En effet, dit le régisseur Alrich Nicolas, les biens et les services sont aujourd’hui de moins en moins imputables à un territoire ou à un seul lieu de production. La conséquence en est que la maîtrise des règles d’origine réclame aujourd’hui des compétences qui doivent être renouvelées en permanence si un pays veut réussir son intégration économique tant sur le plan régional que sur le plan international. « Les règles d’origine sont aussi un instrument efficace de défense commerciale, en ce sens qu’elles permettent de contrecarrer les pratiques déloyales, anticoncurrentielles dont Haïti peut être victime. »

« Je ne peux manquer de réitérer ici les opportunités et défis liés aux accords commerciaux internationaux, qui représentent le cadre des échanges commerciaux. C’est une matière cruciale, tant les besoins couverts par le commerce font que quasiment aucun secteur de l’activité humaine n’échappe aux ramifications commerciales », a fait remarquer Chenet St-Vil, coordonnateur du bureau de la coordination et de suivi des accords de la Caricom, de l’OMC et de la ZLEA (BACOZ).

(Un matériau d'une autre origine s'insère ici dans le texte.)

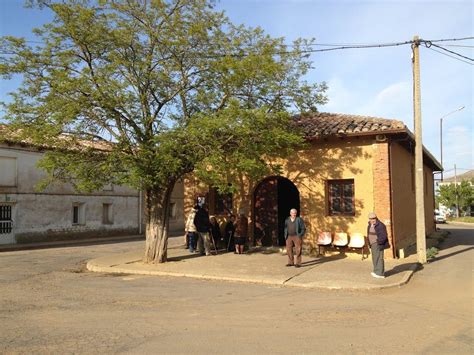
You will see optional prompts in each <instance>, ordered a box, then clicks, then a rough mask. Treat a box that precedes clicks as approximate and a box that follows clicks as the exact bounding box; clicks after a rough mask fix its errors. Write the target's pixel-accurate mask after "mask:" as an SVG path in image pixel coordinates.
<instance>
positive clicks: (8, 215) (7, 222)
mask: <svg viewBox="0 0 474 355" xmlns="http://www.w3.org/2000/svg"><path fill="white" fill-rule="evenodd" d="M11 232H12V206H11V205H0V234H9V233H11Z"/></svg>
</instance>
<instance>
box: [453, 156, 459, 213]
mask: <svg viewBox="0 0 474 355" xmlns="http://www.w3.org/2000/svg"><path fill="white" fill-rule="evenodd" d="M454 193H455V194H456V218H459V197H458V196H459V195H458V174H457V171H456V164H454Z"/></svg>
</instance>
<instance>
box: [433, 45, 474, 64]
mask: <svg viewBox="0 0 474 355" xmlns="http://www.w3.org/2000/svg"><path fill="white" fill-rule="evenodd" d="M426 48H428V49H430V50H432V51H434V52H437V53H439V54H442V55H445V56H447V57H450V58H453V59H456V60H459V61H460V62H463V63H466V64H469V65H474V63H470V62H468V61H466V60H462V59H460V58H458V57H455V56H453V55H450V54H447V53H444V52H441V51H439V50H437V49H434V48H431V47H426Z"/></svg>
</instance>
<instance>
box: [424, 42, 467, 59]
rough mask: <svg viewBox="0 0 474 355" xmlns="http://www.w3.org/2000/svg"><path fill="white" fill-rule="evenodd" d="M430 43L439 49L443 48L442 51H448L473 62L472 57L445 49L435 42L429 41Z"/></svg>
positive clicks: (450, 52) (457, 55)
mask: <svg viewBox="0 0 474 355" xmlns="http://www.w3.org/2000/svg"><path fill="white" fill-rule="evenodd" d="M430 45H431V46H434V47H437V48H439V49H441V50H443V51H446V52H449V53H451V54H454V55H457V56H458V57H461V58H464V59H467V60H470V61H471V62H474V59H472V58H469V57H466V56H465V55H462V54H459V53H457V52H454V51H452V50H449V49H446V48H444V47H442V46H438V45H437V44H433V43H430Z"/></svg>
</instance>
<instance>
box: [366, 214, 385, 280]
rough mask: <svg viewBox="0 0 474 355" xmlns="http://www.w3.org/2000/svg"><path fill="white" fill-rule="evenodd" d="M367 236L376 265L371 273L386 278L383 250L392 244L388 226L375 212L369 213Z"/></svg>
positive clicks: (372, 254) (375, 263)
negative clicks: (379, 217) (390, 244)
mask: <svg viewBox="0 0 474 355" xmlns="http://www.w3.org/2000/svg"><path fill="white" fill-rule="evenodd" d="M367 238H368V239H369V245H370V254H371V255H372V264H373V266H374V271H372V272H371V273H370V274H371V275H372V276H373V277H375V278H378V279H383V278H385V275H384V273H385V264H384V260H383V251H384V249H388V248H390V245H389V244H388V236H387V227H385V224H383V223H382V222H381V221H380V220H379V219H378V218H377V215H376V214H375V213H374V212H371V213H369V225H368V226H367Z"/></svg>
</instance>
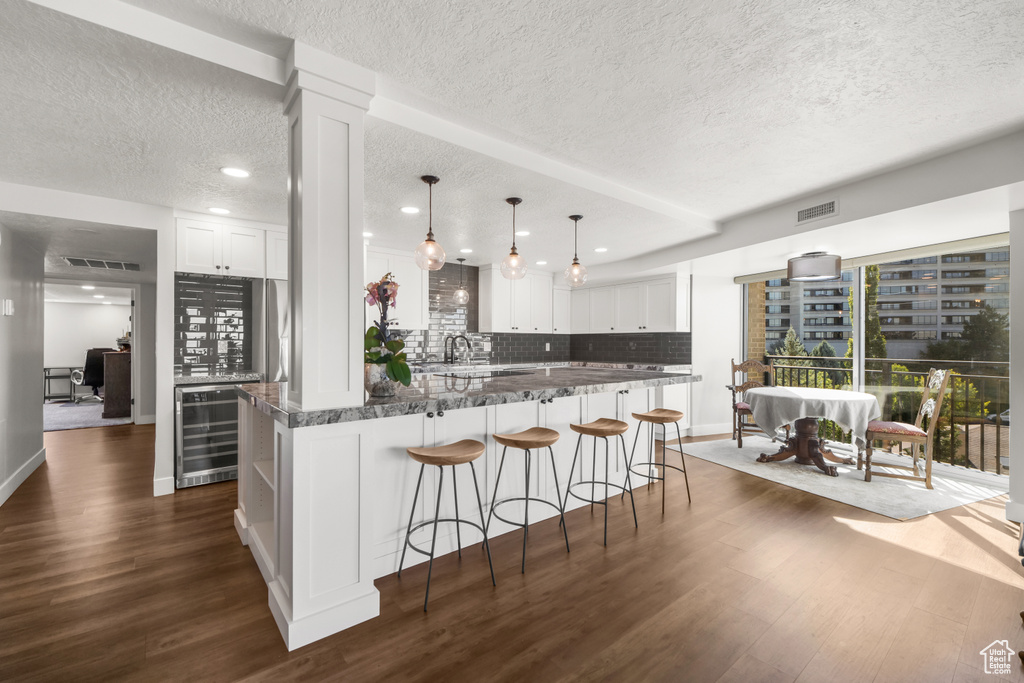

Le coordonnateur du BACOZ estime que la mondialisation, ainsi que son corollaire des schémas de préférence, rend encore plus importante l’adoption de règles concernant l’origine des produits en circulation. En effet, dit Chenet St-Vil, depuis la création de l’Organisation mondiale du commerce (OMC) en 1994, le cadre multilatéral a permis d’arriver à l’édiction d’un ensemble de règles consignées dans un accord. « D’un autre côté, les pays se sont engagés dans divers schémas commerciaux préférentiels qui charrient également des règles d’origine. Il convient donc de les appréhender toutes, dans leur diversité et pluralité, aussi bien dans une perspective théorique que sur le plan pratique. »

Haïti fait partie du système commercial international contemporain tant sur le plan multilatéral que sur le plan régional, rappelle Chenet St-Vil en soulignant que le pays est membre de l’OMC depuis janvier 1996. « En 2002, ce fut l’occasion d’intégrer la Caricom. Il a signé l’accord de partenariat économique entre le Cariforum et l’Union européenne en 2009. Mais il reste à embrasser ces processus de manière pleine et consciencieuse, au bénéfice des citoyens et des entreprises », a-t-il encore rappelé, le jeudi 13 août 2015, à l’ouverture d’une séance de formation de deux jours (13 et 14 août 2015).

Pour sa part, Sparte Odera, représentant de l’ordonnateur national, Charles Jean-Jacques, constate que le gouvernement et ainsi que les acteurs de la vie économique nationale sont conscients de l’urgente nécessité de redynamiser la production nationale comme élément moteur du développement du pays. Nonobstant ce fait, dit-il, l’adjonction concomitante du secteur des services aidera à maximiser la création d’emplois durables et la création de richesses pour une croissance économique apte à favoriser l’amélioration, de la qualité de vie de notre population.
« Pour parvenir à l’amélioration nous devons prendre en compte la réalité des échanges commerciaux du XXIe siècle.

Étant à l’ère de la globalisation et de la constitution des blocs commerciaux, notre pays se doit de se mettre au diapason afin d’intégrer le marché régional de la Caraïbe », a déclaré Sparte Odera. Ce dernier vante le support financier de l’Union européenne au programme d’appui à la mise en place du CSME et souhaite l’actualisation et l’harmonisation du cadre légal actuel.